1. How does C typecast string/string literals to int? Are whitespaces ignored?

  • What does the value of an (int)"string" represent?

Another example:

(int)("word" - "rd") = 6273
(int)("rd" - "word") = -6273
(int)("word" - "  rd") = -5
(int)("  rd" - "word") = -5

Why does (int)(".c" - __FILE__) even work?

3. Is the printf function above actually working?

4. Is there a string equivalent to 'a' + 1 = 'b' ?

Thanks in advance guys!



irrelevant guessing:

1 Why does (int)(".c" - __FILE__) even work?

guessing its

  some value of (first?) pointer to ".c" 
- some value of (first?) pointer to __FILE__ string literal 

2. What does the value of (int)"string" actually represent?

  • Why does (int)(".c" - __FILE__) even work?

idk but here's another example:

printf("%i", (int)".c");
printf("%i", (int)__FILE__);
printf("%i", (int)(".c" - __FILE__));
printf("%i", (int)(__FILE__ - ".c"));
printf("%./*i", (int)(".c" - __FILE__), (int)__FILE__);
printf("%./*i", (int)(".c" - __FILE__), (int)("c" - __FILE__));

output
---------------------
(int) ".c"= 4357629
(int) __FILE__= 4357620
(int) (".c" - __FILE__) : 9
(int) (__FILE__ - ".c"): -9
(int with precision specified) __FILE__ : 004357620
(int with precision specified) (".c" - __FILE__): 000000009 
$

3. Is printf actually working?

Assuming it does, probably:

printf("%.*s",(int)(".c" - __FILE__), __FILE__)
    width = (int)(".c" - __FILE__)   
    specifier/str = __FILE__

printf prints out __FILE__ as a string of width (".c" - __FILE__) (two characters less)


Solution

  • There are three things happening in your examples.

    Firstly in C pointer arithmetic rules are such that two pointers may be subtracted to yield the difference in address between the two pointers.

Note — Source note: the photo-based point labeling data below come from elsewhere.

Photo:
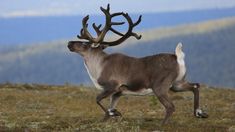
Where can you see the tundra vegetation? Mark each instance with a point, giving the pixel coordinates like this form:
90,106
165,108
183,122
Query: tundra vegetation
34,107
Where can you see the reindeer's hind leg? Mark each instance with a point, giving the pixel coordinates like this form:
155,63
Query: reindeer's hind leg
113,102
194,87
161,92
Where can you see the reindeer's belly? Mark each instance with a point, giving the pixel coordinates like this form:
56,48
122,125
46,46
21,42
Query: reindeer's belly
93,74
141,92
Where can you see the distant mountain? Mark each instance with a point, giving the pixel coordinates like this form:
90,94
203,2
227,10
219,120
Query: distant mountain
26,30
209,48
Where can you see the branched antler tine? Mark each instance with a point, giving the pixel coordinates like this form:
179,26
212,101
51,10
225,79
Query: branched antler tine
136,35
117,14
86,34
129,20
117,23
115,31
81,36
100,38
138,21
128,34
97,29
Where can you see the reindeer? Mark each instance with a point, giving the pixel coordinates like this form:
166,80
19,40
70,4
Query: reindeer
118,74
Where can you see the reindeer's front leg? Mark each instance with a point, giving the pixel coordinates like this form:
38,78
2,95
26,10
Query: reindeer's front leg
194,87
113,102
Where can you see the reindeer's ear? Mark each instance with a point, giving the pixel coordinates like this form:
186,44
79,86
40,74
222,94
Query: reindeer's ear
103,47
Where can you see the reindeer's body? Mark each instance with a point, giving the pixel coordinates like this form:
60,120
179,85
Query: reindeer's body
134,73
117,74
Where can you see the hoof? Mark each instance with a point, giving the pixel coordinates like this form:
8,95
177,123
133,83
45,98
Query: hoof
114,112
111,113
106,117
201,114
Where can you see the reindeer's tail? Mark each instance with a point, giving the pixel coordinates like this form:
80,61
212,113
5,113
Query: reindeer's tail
179,52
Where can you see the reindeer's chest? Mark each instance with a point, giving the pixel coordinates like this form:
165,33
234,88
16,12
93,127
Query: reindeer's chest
94,69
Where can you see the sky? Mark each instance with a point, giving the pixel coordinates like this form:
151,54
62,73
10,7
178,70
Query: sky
22,8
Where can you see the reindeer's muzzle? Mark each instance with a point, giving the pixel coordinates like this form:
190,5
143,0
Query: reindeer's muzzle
71,46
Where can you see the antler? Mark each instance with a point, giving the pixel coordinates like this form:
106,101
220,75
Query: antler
84,34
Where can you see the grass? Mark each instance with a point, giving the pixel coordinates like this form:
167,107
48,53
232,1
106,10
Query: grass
27,107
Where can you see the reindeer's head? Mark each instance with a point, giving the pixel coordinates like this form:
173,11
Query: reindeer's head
91,43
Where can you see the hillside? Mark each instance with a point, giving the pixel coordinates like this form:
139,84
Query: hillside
72,108
209,48
44,29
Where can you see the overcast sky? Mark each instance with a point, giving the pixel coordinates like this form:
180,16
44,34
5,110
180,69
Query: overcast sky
16,8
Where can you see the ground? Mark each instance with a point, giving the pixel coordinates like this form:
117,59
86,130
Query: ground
34,107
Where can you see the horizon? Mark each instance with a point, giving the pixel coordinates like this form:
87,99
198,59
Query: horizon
27,8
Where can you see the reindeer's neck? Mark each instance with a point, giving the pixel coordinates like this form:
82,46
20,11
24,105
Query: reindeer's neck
94,65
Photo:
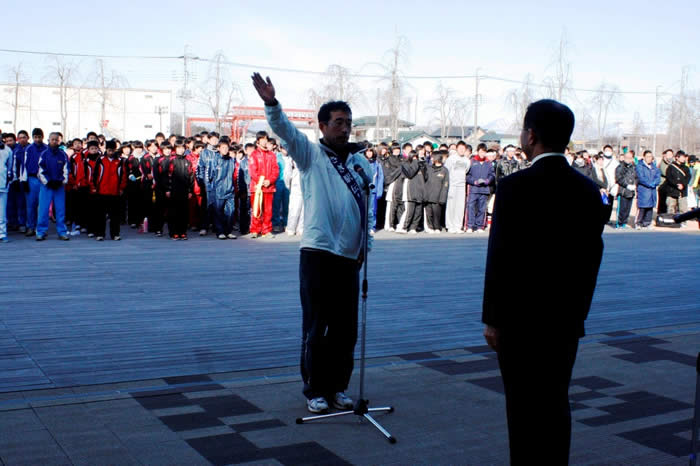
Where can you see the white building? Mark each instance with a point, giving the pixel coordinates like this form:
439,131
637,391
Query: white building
129,114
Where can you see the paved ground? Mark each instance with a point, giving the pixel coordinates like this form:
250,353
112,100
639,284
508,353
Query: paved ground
156,352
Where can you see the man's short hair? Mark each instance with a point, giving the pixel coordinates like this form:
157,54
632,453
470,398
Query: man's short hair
324,113
552,122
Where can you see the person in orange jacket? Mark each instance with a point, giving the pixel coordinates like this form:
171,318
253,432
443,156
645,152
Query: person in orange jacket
264,171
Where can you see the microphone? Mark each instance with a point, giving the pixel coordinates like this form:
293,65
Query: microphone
691,215
360,171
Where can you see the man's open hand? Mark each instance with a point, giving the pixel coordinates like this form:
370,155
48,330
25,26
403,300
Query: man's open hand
265,89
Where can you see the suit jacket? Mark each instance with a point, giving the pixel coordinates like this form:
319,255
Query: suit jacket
545,247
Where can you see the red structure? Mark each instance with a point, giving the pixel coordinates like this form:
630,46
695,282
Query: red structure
240,117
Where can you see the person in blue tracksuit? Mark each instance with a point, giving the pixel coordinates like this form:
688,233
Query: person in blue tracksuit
205,189
480,177
648,179
378,182
28,176
16,197
221,173
52,173
6,178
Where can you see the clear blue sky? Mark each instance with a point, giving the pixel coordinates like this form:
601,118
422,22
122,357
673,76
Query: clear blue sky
636,45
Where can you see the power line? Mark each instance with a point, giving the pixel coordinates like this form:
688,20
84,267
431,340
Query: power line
320,73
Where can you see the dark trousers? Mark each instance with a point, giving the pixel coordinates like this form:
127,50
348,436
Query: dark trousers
476,206
329,288
158,210
223,216
81,198
243,212
108,205
623,209
178,215
381,213
645,216
433,213
397,210
414,216
134,199
661,207
93,214
536,374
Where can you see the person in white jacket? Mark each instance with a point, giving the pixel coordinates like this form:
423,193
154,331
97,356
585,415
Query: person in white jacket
295,223
6,177
331,245
457,164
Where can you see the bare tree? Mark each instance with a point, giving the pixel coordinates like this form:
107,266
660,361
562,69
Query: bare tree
105,81
559,83
219,92
517,101
17,77
443,107
62,74
605,99
336,84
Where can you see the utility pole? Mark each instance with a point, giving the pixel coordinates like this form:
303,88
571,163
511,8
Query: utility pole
656,118
376,124
476,107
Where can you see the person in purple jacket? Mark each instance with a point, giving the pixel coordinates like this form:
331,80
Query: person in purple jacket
480,177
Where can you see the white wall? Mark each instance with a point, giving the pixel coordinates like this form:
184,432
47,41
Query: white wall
132,113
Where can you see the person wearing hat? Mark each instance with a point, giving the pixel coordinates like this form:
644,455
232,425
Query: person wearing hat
52,173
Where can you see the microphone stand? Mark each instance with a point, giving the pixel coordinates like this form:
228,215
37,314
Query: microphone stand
694,430
362,408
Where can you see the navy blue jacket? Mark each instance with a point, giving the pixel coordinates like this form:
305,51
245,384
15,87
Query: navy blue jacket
648,179
481,170
31,158
53,166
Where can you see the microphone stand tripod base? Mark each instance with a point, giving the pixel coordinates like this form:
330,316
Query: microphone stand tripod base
363,410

So for example:

    char test[2] ;
    char* t1 = &test[0] ;
    char* t2 = &test[1] ;
    ptrdiff_t d = t2 - t1  ; // d == 1
    

    Where ptrdiff_t is an integer type capable of holding the difference between any two pointers. Casting to int is potentially erroneous, as for a 32 bit int it will span only 2Gb - as such the error is unlikely.

    The second thing happening is that a string literal such as "word" when used in an expression is a pointer to the string content.

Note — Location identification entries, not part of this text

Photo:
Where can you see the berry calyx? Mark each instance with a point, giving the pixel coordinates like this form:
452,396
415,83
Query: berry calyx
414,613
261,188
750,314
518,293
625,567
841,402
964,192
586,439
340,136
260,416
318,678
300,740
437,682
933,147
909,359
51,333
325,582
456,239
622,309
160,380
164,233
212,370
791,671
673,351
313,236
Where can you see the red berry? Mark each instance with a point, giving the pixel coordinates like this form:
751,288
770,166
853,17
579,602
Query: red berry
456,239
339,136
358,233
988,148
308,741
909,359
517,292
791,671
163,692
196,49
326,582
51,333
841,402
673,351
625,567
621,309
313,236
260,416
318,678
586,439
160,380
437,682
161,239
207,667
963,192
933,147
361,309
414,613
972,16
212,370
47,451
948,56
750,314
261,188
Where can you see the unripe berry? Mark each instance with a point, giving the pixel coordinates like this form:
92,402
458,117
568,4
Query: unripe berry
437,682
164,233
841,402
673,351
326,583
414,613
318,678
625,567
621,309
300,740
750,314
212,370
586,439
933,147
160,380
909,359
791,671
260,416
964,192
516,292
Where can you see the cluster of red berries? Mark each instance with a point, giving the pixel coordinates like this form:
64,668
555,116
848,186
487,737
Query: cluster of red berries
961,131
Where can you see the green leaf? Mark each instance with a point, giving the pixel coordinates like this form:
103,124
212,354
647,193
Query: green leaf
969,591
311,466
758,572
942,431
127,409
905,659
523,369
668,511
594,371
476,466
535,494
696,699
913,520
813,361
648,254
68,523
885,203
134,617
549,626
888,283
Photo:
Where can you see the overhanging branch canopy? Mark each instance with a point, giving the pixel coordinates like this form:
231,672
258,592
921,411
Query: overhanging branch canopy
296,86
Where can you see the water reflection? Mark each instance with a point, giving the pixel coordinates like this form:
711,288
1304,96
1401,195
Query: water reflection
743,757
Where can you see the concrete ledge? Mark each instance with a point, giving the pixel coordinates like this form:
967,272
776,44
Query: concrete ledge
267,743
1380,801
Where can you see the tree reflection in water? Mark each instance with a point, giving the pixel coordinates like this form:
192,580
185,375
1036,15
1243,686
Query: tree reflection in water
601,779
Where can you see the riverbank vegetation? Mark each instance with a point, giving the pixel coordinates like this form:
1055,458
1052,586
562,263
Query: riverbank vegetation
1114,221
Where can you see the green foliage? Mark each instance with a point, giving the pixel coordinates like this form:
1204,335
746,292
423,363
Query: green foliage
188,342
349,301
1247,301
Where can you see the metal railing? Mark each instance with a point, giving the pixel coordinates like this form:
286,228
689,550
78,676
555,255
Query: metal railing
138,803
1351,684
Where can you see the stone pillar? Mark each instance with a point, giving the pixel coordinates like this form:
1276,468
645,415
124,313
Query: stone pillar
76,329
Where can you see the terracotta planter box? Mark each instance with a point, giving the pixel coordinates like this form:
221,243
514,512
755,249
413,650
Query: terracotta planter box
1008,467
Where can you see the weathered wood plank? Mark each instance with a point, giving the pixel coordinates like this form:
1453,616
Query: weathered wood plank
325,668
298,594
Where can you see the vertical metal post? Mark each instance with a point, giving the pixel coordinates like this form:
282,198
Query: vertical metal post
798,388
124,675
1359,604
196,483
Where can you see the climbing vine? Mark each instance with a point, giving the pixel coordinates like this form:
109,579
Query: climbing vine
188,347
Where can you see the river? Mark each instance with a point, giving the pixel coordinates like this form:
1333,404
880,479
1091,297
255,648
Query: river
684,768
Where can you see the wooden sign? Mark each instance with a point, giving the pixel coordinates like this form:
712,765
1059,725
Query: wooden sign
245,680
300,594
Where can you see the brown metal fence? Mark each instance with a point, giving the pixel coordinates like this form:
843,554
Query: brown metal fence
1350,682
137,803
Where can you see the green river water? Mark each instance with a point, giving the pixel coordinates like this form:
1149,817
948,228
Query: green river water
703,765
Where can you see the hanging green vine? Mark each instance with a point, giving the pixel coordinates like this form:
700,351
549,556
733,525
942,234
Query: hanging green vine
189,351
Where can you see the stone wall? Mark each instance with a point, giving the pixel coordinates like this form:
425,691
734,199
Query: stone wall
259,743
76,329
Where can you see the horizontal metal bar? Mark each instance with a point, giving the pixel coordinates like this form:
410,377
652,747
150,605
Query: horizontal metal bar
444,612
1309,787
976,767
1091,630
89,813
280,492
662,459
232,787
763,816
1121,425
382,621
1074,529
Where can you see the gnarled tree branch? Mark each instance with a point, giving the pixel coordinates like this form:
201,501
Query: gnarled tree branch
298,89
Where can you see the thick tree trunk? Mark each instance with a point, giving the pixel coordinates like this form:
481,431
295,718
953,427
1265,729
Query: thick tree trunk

    And the third thing happening is that your linker has performed duplicate string elimination. It has exhaustively searched your code for string literals that are identical and replaced them with a single pointer. This part of your observation is implementation dependent and may not hold for all toolchains, or even the same toolchain with different compiler/linker settings.

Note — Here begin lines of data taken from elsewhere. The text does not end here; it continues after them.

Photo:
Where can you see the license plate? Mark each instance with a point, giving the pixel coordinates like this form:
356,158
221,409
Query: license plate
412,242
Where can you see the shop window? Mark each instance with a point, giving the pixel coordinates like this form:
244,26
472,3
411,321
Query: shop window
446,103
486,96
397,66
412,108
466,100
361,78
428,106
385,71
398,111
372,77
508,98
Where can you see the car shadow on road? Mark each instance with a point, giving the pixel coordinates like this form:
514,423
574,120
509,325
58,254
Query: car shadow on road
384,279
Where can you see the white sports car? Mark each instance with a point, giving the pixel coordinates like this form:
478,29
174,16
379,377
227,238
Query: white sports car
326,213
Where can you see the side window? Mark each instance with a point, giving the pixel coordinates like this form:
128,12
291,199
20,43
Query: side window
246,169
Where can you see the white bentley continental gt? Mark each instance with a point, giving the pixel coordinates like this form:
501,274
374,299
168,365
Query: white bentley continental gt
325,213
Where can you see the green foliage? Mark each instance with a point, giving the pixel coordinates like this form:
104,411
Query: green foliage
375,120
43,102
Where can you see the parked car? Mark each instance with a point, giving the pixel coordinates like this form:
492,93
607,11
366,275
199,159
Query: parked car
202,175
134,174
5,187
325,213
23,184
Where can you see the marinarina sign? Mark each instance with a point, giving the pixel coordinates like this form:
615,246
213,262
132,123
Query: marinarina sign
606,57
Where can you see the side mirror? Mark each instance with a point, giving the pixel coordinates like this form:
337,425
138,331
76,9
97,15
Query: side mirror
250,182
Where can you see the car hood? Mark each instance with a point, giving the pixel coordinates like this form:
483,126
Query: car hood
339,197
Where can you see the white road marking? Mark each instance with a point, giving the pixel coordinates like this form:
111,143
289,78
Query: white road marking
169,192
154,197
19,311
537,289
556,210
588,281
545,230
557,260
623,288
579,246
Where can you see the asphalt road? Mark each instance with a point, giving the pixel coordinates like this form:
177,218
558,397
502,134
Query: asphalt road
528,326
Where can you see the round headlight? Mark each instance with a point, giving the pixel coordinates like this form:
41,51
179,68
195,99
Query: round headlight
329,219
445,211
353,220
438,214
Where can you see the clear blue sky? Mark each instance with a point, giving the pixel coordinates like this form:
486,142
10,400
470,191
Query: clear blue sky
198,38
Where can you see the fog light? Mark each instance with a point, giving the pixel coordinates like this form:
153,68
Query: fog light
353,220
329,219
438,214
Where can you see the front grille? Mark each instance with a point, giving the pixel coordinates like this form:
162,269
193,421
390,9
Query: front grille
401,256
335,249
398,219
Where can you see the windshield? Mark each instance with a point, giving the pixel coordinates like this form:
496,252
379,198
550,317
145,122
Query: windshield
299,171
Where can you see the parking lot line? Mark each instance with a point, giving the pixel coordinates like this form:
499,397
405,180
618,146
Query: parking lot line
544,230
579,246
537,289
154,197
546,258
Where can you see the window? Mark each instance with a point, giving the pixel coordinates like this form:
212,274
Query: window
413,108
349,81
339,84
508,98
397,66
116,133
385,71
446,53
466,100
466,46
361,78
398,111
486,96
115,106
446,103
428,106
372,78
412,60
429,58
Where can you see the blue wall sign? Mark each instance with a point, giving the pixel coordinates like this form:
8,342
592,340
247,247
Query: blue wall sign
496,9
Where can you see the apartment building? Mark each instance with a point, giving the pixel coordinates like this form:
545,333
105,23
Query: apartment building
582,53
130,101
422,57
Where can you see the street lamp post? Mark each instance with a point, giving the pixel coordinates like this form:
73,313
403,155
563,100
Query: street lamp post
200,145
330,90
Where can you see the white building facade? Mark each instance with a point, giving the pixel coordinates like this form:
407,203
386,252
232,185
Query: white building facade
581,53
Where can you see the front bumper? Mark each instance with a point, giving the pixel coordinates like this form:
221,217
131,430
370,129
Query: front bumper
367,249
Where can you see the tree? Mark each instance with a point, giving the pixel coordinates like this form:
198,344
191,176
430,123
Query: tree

    The built-in macro __FILE__ is a string literal containing the name of the sourcefile in which it is instantiated. In the example:

    (int)(".c" - __FILE__)
    

    __FILE__ == "filename.c" and the linker finds the duplicate ".c" within that (it must be at the end because the nul terminator must match). So the difference between the two pointer values is 8 ( the length of "filename"). So the statement:

    printf("%.*s\n", (int)(".c" - __FILE__), __FILE__);
    

    prints the first 8 characters of the string "filename.c" which is "filename".

    Something more complicated is happening with:

    (int)("word" - "rd") = 6273
    (int)("rd" - "word") = -6273
    (int)("word" - "  rd") = -5
    (int)("  rd" - "word") = -5 
    

    In the first and second cases, you might from the first __FILE__ example expect -2 and 2 respectively, however that might occur except that in this case the linker may have matched the "rd" with the end of the " rd" string rather then with the end of "word". The linker behaviour is implementation defined and non-deterministic. The results are likely to vary for example if you removed the third and fourth expressions so that the string literals no longer existed. Strings from entirely different link modules may be referenced.

    The point is that you cannot rely on this entirely undefined/implementation behaviour (the string elimination that is - the pointner arithmetic, and literal string pointer behaviour is well defined). It is interesting as an examination of linker behaviour, but is not useful as a programming technique.